Defn: A septuagenarian.
SEPTUAGESIMA Sep`tu*a*ges"i*ma, n. Etym: [NL., fr. L. septuagesimus the seventieth, fr. septuaginta seventy.] (Eccl.)
Defn: The third Sunday before Lent; — so called because it is about seventy days before Easter.
SEPTUAGESIMAL
Sep`tu*a*ges"i*mal, a.
Defn: Consisting of seventy days, years, etc.; reckoned by seventies.
Our abridged and septuagesimal age. Sir T. Browne.
SEPTUAGINT
Sep"tu*a*gint, n. Etym: [From L. septuaginta seventy.]
Defn: A Greek version of the Old Testament; — so called because it was believed to be the work of seventy (or rather of seventy-two) translators.
Note: The causes which produced it [the Septuagint], the number and names of the translators, the times at which different portions were translated, are all uncertain.
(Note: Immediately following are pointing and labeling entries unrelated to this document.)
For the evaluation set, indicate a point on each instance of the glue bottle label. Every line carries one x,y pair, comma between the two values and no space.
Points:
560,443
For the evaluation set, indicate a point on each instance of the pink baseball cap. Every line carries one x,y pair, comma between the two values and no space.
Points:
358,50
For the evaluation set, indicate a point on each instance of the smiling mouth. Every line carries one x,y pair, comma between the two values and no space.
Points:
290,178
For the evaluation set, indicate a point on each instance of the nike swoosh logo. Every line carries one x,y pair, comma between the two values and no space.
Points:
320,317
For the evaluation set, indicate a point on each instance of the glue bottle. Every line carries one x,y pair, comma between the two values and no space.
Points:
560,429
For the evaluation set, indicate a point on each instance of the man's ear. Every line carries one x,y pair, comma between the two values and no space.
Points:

The only point in which all agree is that Alexandria was the birthplace of the version. On one other point there is a near agreement, namely, as to time, that the version was made, or at least commenced, in the time of the early Ptolemies, in the first half of the third century b.c. Dr. W. Smith (Bib. Dict.) Septuagint chronology, the chronology founded upon the dates of the Septuagint, which makes 1500 years more from the creation to Abraham than the Hebrew Bible.